Suppose your woofer is putting out 90 dB at one meter in an anechoic chamber. Move back to 10 meters, and the sound pressure level is now 70 dB. But for a line-source panel that's putting out 90 dB at one meter, the sound pressure level will only fall off to 80 dB at 10 meters! So what the designer has to do is voice the speaker for correct tonal balance at the anticipated listening distance. Too close and the woofer is too loud; too far back and the panel is too loud.

In a real-world room this discrepancy isn't quite as bad as the theory predicts, but it's still there. I once measured a hybrid electrostat in my room at 1 meter, 3 meters (the listening position), and back at 8 meters (maximum practical distance). At one meter, the woofer was up by 1 dB. At 3 meters, the output measured the same for both woofer and panel (no joke - and they had been adjusted by ear). Back at 8 meters, the panel was 4 dB louder than the woofer. So, at large listening distances, this speaker would sound a bit bright and forward. So I hope you can see the importance of matching the right size speaker to the room, or of dialing in the right level setting for the woofer (depending on which brand you end up with).
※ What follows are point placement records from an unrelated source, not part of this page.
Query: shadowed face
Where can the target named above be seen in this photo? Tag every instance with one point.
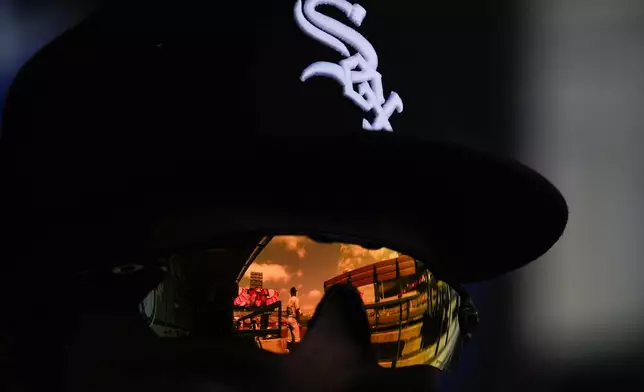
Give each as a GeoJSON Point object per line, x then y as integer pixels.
{"type": "Point", "coordinates": [337, 355]}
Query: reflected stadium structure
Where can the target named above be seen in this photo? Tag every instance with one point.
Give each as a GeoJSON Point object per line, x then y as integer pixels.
{"type": "Point", "coordinates": [413, 316]}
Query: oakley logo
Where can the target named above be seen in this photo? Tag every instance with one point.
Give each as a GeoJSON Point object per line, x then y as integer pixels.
{"type": "Point", "coordinates": [359, 69]}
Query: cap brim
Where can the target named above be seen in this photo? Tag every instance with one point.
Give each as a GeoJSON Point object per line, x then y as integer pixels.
{"type": "Point", "coordinates": [468, 216]}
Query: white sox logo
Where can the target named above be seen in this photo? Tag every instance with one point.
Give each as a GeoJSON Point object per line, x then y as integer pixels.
{"type": "Point", "coordinates": [360, 68]}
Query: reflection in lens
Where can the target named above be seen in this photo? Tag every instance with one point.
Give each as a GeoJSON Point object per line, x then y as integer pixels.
{"type": "Point", "coordinates": [413, 317]}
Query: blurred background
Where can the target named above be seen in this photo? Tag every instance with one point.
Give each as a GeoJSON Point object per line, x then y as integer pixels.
{"type": "Point", "coordinates": [568, 81]}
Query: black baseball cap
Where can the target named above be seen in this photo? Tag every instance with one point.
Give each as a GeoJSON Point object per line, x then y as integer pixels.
{"type": "Point", "coordinates": [160, 125]}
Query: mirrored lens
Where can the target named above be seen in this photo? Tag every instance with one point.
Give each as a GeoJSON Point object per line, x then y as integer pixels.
{"type": "Point", "coordinates": [412, 316]}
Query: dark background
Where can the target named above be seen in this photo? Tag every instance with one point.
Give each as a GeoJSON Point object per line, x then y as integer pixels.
{"type": "Point", "coordinates": [559, 85]}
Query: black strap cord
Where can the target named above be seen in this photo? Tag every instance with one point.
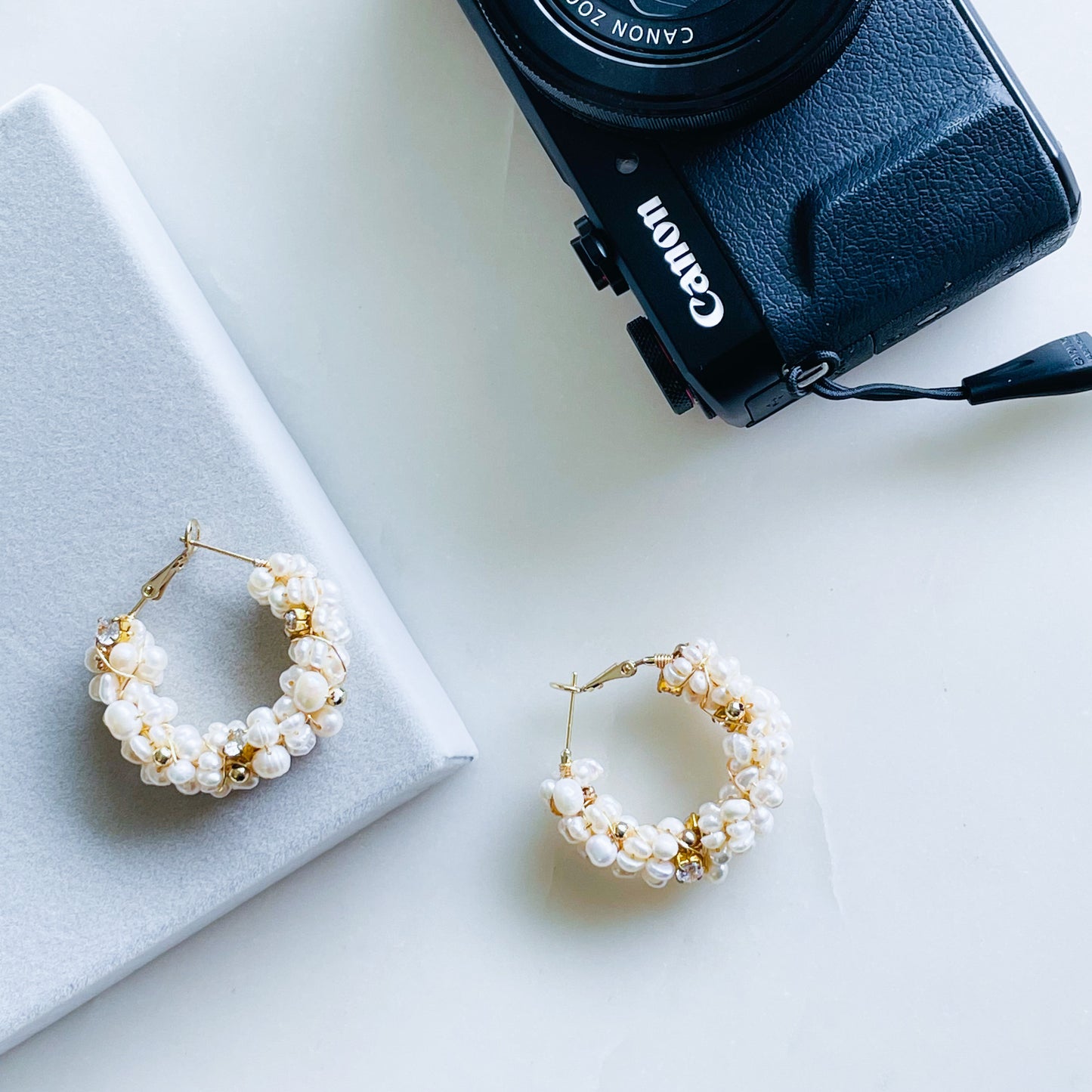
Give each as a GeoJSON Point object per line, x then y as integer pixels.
{"type": "Point", "coordinates": [1062, 367]}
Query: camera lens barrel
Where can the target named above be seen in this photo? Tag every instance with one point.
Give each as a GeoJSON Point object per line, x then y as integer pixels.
{"type": "Point", "coordinates": [673, 64]}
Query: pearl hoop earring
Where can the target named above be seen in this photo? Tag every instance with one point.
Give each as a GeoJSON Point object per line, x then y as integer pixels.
{"type": "Point", "coordinates": [700, 848]}
{"type": "Point", "coordinates": [128, 667]}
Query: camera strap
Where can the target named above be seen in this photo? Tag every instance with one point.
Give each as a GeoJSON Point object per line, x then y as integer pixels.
{"type": "Point", "coordinates": [1062, 367]}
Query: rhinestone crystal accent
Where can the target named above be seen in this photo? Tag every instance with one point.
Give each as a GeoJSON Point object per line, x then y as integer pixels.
{"type": "Point", "coordinates": [689, 871]}
{"type": "Point", "coordinates": [236, 739]}
{"type": "Point", "coordinates": [108, 633]}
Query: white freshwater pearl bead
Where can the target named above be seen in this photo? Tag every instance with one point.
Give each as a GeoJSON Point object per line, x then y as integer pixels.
{"type": "Point", "coordinates": [328, 721]}
{"type": "Point", "coordinates": [692, 653]}
{"type": "Point", "coordinates": [260, 583]}
{"type": "Point", "coordinates": [602, 852]}
{"type": "Point", "coordinates": [586, 770]}
{"type": "Point", "coordinates": [271, 761]}
{"type": "Point", "coordinates": [628, 863]}
{"type": "Point", "coordinates": [598, 819]}
{"type": "Point", "coordinates": [124, 657]}
{"type": "Point", "coordinates": [763, 819]}
{"type": "Point", "coordinates": [311, 692]}
{"type": "Point", "coordinates": [568, 797]}
{"type": "Point", "coordinates": [664, 846]}
{"type": "Point", "coordinates": [660, 869]}
{"type": "Point", "coordinates": [181, 772]}
{"type": "Point", "coordinates": [301, 741]}
{"type": "Point", "coordinates": [611, 807]}
{"type": "Point", "coordinates": [746, 778]}
{"type": "Point", "coordinates": [731, 810]}
{"type": "Point", "coordinates": [122, 719]}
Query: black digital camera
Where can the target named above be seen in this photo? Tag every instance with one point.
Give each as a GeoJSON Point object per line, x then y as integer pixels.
{"type": "Point", "coordinates": [782, 181]}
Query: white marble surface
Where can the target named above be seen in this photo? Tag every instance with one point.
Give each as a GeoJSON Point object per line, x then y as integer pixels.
{"type": "Point", "coordinates": [352, 189]}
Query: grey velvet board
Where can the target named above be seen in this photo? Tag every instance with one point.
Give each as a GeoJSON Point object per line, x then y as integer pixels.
{"type": "Point", "coordinates": [125, 410]}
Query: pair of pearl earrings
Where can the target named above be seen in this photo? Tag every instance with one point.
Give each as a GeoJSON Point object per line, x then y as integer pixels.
{"type": "Point", "coordinates": [128, 667]}
{"type": "Point", "coordinates": [757, 744]}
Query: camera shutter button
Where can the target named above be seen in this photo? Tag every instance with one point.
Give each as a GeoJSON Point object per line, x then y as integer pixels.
{"type": "Point", "coordinates": [596, 258]}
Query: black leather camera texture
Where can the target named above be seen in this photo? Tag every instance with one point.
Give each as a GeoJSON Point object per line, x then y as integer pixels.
{"type": "Point", "coordinates": [901, 184]}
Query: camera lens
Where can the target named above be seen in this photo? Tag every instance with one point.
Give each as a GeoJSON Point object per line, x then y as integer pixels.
{"type": "Point", "coordinates": [673, 64]}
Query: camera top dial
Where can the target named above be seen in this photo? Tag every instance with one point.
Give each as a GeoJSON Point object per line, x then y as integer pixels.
{"type": "Point", "coordinates": [673, 64]}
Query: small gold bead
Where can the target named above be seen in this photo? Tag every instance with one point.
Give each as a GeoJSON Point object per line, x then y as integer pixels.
{"type": "Point", "coordinates": [297, 621]}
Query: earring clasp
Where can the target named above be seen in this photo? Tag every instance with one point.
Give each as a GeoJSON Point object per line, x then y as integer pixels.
{"type": "Point", "coordinates": [191, 540]}
{"type": "Point", "coordinates": [623, 670]}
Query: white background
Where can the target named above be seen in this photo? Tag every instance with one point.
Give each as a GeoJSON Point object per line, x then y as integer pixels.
{"type": "Point", "coordinates": [382, 237]}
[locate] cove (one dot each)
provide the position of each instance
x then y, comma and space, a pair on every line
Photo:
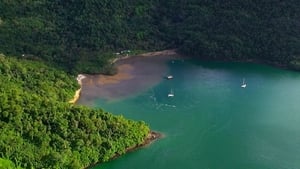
213, 123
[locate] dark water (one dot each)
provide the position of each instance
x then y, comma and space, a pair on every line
213, 123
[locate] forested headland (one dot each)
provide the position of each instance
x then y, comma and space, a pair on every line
40, 129
83, 36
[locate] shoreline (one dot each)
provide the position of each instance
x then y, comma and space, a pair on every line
152, 136
143, 70
77, 92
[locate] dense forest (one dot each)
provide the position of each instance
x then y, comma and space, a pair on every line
40, 129
82, 36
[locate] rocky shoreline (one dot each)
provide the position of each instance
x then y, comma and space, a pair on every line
152, 136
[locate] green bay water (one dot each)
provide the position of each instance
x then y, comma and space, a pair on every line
213, 123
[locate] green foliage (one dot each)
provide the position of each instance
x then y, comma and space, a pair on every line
8, 164
78, 35
40, 129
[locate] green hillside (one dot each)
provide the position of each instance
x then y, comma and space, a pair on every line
40, 129
82, 36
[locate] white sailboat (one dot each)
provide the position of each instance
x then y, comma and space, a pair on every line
169, 77
244, 85
171, 94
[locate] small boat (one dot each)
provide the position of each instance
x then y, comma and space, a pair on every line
244, 85
171, 94
169, 77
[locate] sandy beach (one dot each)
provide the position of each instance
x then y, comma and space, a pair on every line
135, 74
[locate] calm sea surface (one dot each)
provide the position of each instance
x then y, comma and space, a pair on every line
213, 123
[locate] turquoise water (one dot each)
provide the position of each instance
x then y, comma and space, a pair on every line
213, 123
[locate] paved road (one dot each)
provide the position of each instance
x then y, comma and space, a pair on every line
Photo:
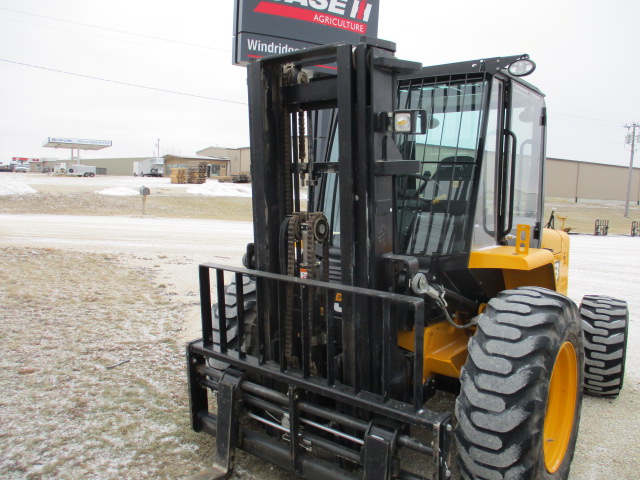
136, 235
609, 442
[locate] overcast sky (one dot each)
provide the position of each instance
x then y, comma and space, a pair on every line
586, 52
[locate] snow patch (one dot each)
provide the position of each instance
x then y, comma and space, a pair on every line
214, 188
118, 192
16, 189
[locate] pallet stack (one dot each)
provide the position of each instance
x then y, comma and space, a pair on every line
178, 175
197, 172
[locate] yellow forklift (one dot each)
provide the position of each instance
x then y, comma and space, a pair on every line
399, 251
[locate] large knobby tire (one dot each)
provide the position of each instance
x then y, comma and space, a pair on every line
250, 341
521, 388
605, 323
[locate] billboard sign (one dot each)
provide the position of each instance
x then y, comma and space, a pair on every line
268, 27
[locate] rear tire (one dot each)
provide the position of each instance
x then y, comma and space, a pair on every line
250, 342
519, 407
605, 323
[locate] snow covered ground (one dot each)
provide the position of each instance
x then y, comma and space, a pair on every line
609, 442
26, 183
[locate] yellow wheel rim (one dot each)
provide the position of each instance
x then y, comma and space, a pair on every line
561, 406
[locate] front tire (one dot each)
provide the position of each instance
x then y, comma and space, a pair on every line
521, 388
605, 323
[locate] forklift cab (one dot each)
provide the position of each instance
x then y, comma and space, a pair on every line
480, 159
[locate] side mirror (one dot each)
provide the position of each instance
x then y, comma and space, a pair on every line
410, 121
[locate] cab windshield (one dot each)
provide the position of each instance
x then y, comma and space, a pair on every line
433, 205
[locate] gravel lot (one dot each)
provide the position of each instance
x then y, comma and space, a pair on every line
81, 295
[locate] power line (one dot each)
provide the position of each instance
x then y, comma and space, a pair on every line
123, 83
114, 39
114, 30
589, 118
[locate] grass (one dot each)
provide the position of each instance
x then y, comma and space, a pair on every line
580, 217
66, 317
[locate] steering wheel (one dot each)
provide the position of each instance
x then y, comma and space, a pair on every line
424, 178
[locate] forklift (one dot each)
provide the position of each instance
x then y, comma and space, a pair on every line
398, 252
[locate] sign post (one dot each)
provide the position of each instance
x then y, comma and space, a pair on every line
270, 27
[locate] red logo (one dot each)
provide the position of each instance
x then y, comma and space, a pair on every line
352, 16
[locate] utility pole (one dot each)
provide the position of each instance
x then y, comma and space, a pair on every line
633, 126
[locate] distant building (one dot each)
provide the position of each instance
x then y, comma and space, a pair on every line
566, 179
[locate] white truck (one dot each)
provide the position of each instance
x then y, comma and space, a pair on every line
81, 170
151, 167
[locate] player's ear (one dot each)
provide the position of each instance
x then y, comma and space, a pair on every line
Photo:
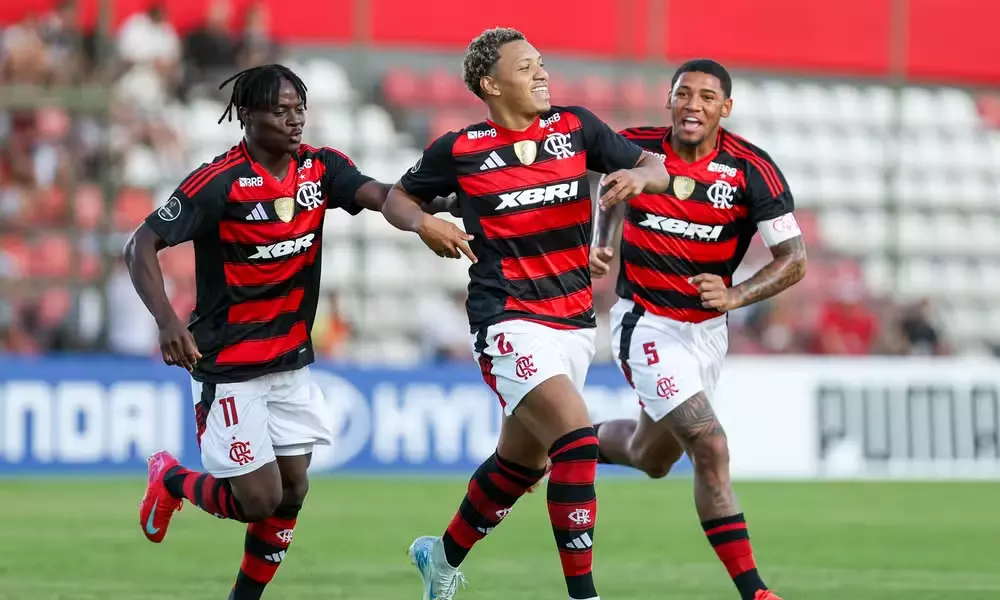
489, 86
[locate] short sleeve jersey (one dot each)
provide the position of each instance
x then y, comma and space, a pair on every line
525, 196
257, 252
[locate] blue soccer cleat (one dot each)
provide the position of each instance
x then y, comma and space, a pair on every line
440, 579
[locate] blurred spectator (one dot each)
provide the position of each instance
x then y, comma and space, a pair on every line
919, 331
210, 50
846, 324
255, 46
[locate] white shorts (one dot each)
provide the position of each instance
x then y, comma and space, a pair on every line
243, 426
516, 356
667, 361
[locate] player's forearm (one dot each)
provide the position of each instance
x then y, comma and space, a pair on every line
653, 173
441, 204
402, 210
608, 222
147, 277
786, 269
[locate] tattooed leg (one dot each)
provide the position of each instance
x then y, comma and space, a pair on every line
696, 427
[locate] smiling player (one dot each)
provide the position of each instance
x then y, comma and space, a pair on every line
679, 250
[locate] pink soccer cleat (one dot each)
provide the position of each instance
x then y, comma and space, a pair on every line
158, 505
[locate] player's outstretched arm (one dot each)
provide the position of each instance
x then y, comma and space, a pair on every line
406, 212
140, 253
649, 175
606, 227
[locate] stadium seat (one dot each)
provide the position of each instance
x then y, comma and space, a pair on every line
631, 94
88, 207
598, 93
132, 206
339, 266
51, 256
402, 88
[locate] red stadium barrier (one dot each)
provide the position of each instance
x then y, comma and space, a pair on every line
943, 39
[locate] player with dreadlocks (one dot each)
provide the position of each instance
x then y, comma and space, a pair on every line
255, 215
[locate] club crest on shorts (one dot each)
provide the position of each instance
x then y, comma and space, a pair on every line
526, 151
683, 187
284, 208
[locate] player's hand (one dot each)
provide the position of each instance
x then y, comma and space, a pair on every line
621, 186
600, 261
714, 293
177, 345
444, 238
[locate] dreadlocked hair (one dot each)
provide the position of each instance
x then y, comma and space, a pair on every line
257, 88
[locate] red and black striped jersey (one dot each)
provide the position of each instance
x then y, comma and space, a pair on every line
257, 245
703, 224
525, 197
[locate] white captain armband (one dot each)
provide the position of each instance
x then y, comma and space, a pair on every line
780, 229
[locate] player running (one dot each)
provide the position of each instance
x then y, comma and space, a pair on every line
255, 215
679, 250
521, 180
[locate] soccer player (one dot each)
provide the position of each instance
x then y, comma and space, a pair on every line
255, 215
521, 180
679, 250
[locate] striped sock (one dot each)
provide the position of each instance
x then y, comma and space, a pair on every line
214, 496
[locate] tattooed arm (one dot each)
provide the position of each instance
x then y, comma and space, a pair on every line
787, 267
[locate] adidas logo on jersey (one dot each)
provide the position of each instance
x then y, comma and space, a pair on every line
549, 193
692, 230
284, 248
492, 161
258, 213
581, 542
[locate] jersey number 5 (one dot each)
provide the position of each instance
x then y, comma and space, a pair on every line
229, 411
652, 357
502, 344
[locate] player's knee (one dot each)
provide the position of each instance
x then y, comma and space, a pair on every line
261, 503
711, 453
294, 492
656, 465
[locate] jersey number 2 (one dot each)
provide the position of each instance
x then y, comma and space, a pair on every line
652, 357
229, 411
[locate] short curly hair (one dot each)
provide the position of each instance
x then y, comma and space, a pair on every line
483, 54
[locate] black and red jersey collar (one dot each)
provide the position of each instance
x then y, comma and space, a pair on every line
530, 133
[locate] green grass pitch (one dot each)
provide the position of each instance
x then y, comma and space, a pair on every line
80, 540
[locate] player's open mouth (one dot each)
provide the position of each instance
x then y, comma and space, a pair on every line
690, 125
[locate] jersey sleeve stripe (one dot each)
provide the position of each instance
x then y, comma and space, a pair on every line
266, 350
509, 179
529, 222
252, 274
242, 232
195, 181
566, 306
763, 165
262, 311
668, 245
546, 265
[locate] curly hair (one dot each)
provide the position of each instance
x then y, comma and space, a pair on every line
483, 54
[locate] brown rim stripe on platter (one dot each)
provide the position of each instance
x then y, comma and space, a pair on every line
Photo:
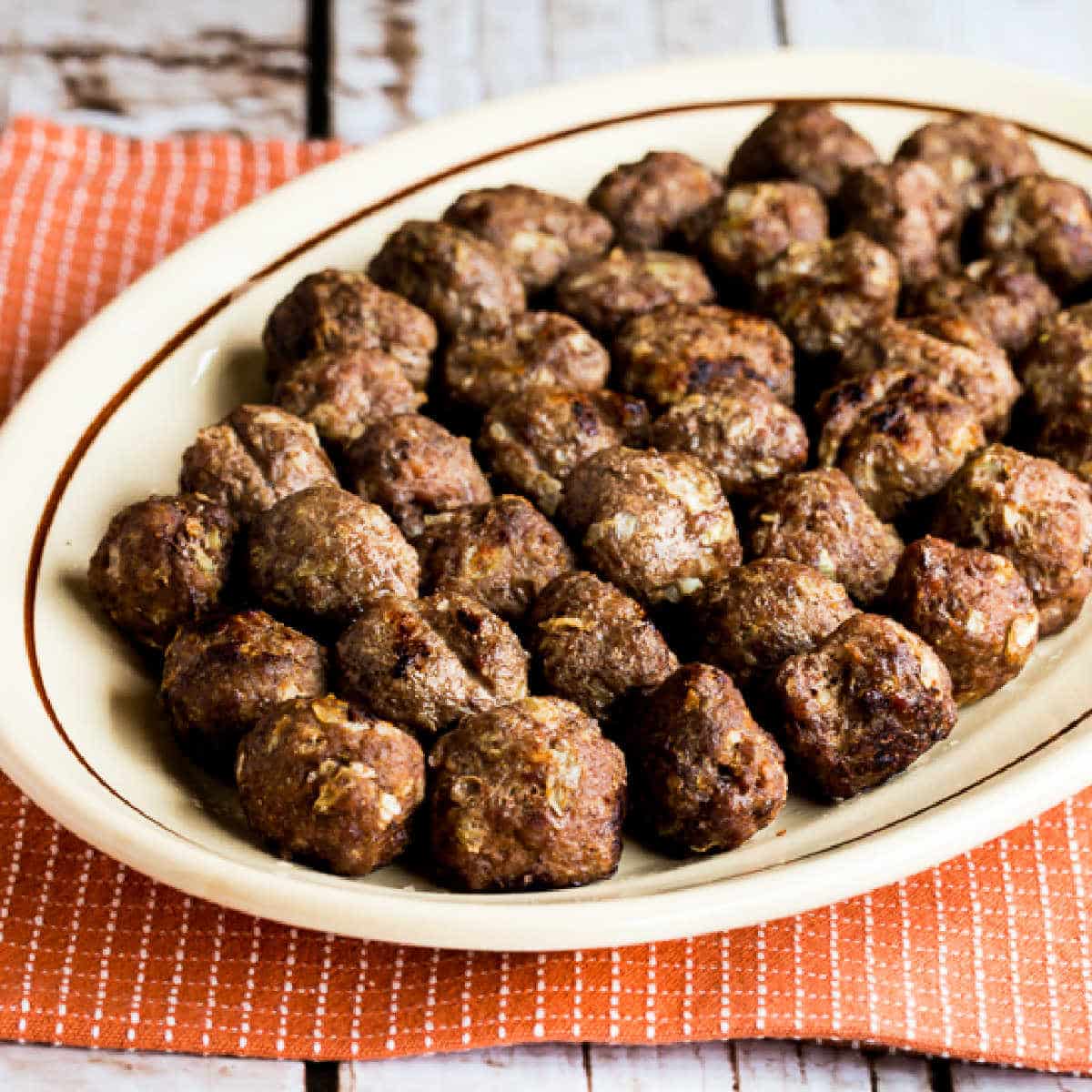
98, 423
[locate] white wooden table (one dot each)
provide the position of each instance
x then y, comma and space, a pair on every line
358, 69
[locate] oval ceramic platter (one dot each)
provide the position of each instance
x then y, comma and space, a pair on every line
106, 423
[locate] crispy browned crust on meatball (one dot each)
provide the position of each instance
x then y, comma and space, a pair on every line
764, 612
682, 349
1033, 512
803, 141
413, 468
329, 785
163, 562
824, 294
532, 440
256, 456
527, 796
539, 349
647, 201
541, 235
972, 607
334, 311
460, 279
703, 776
819, 519
502, 554
595, 645
654, 523
872, 699
625, 283
743, 435
321, 554
425, 663
221, 676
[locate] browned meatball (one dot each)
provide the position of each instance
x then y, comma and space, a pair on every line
1033, 512
414, 468
973, 609
334, 311
819, 519
703, 776
321, 554
539, 349
682, 349
973, 153
872, 699
824, 294
219, 677
655, 524
425, 663
541, 235
594, 645
331, 786
1047, 218
256, 456
532, 440
906, 207
502, 554
764, 612
527, 796
162, 563
743, 435
605, 294
804, 141
341, 393
648, 200
460, 279
1003, 295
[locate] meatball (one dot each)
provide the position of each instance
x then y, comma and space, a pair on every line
626, 283
973, 609
906, 207
539, 349
460, 279
414, 468
703, 776
541, 235
321, 554
334, 311
331, 786
764, 612
1003, 295
824, 294
872, 699
501, 554
655, 524
256, 456
1047, 218
682, 349
743, 435
162, 563
527, 796
973, 153
425, 663
1033, 512
803, 141
341, 393
819, 519
222, 676
532, 440
647, 201
595, 645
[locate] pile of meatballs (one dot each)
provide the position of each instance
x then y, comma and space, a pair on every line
727, 483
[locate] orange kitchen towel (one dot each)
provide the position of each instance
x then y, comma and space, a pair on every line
986, 956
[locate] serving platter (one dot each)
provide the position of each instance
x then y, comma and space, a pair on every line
105, 424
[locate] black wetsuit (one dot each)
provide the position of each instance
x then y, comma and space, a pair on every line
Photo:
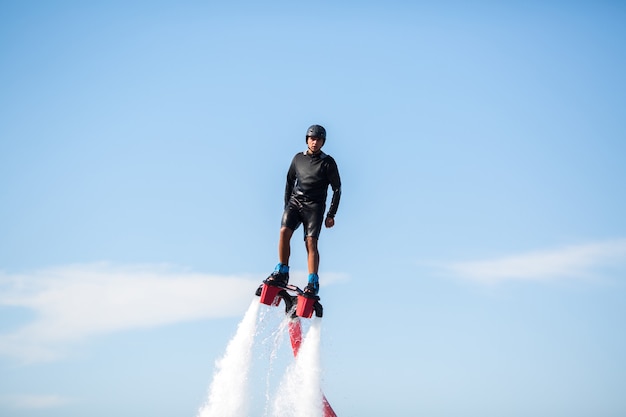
307, 189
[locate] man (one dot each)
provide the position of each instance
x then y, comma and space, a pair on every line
310, 174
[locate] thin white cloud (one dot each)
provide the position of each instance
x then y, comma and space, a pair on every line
581, 261
72, 303
34, 401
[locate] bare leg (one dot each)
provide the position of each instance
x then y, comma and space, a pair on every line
284, 246
313, 255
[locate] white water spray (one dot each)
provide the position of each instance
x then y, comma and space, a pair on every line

Finally, you asked about Maggies. Maggies are full-range planar magnetic speakers, not electrostats, though they have much in common with them. Maggies are an easier load to drive than electrostats (though their efficiency is still low and they also like lots of power). Electrostats are often a bit more articulate than Maggies, especially at low volume levels, but Maggies are very nicely voiced and since they don't use dynamic woofers, they are generally more coherent than a hybrid electrostat.

Between these five manufacturers, chances are there's a speaker that you will fall in love with and perhaps never desire to replace. Without knowing more about your personal preferences I can't make a reliable recommendation, but the more different planars you can listen to, the better-informed your final decision will be.

Best of luck to you in your quest!

Duke
Plato -

The low-frequency resonance phenomenon you mention can indeed produce a very significant response peak if it isn't adequately addressed.

Roger West of Sound Lab uses a patented technique called "distributed resonance", wherein he divides up each of the seven vertical facets into 12 cells. Each cell is the same width, but of a different height - hence each has a different drum-head resonance. By carefully staggering these resonances, not only is the overall response smoothed but it's extended a bit lower than it normally would go. The result is excellent pitch definition in the bottom octaves (one customer, a concert violinist, told me that the Sound Labs were the only speaker he'd ever heard properly reproduce both cello and double-bass).

Martin-Logan also used a version of distributed resonance on the CLS - that's the purpose of those divisions you see on the panel.

The concentric rings of the Quads probably also distributes the drumhead resonances a bit, though not as precisely as the Sound Lab technique does. To my ears, the bass of the 989 is less coherent than the bass of the smaller 988 - perhaps the additional bass radiating area of the 989 suffers from low-frequency diaphragm resonances?

If I'm not mistaken, Magnepan tunes their panels so that the resonant peak occurs below the normal dipole roll-off frequency, and thereby extends the bass deeper than it normally would have gone.

Obviously, hybrids don't have to worry about low-frequency diaphragm drumhead resonances, but they do have box colorations and radiation pattern incongruities to deal with. My vote is for full-range panels, where practical.

Esoxhntr, congrats on being a CLS owner! In my opinion, that's the most physically beautiful loudspeaker ever made. And they sound wonderful as well. The CLS was my favorite Martin Logan speaker, and I sure was sad to see it go. I spend some time talking with Gale Sanders a couple of nights ago, and tried to convince him to bring back something along the lines of the CLS.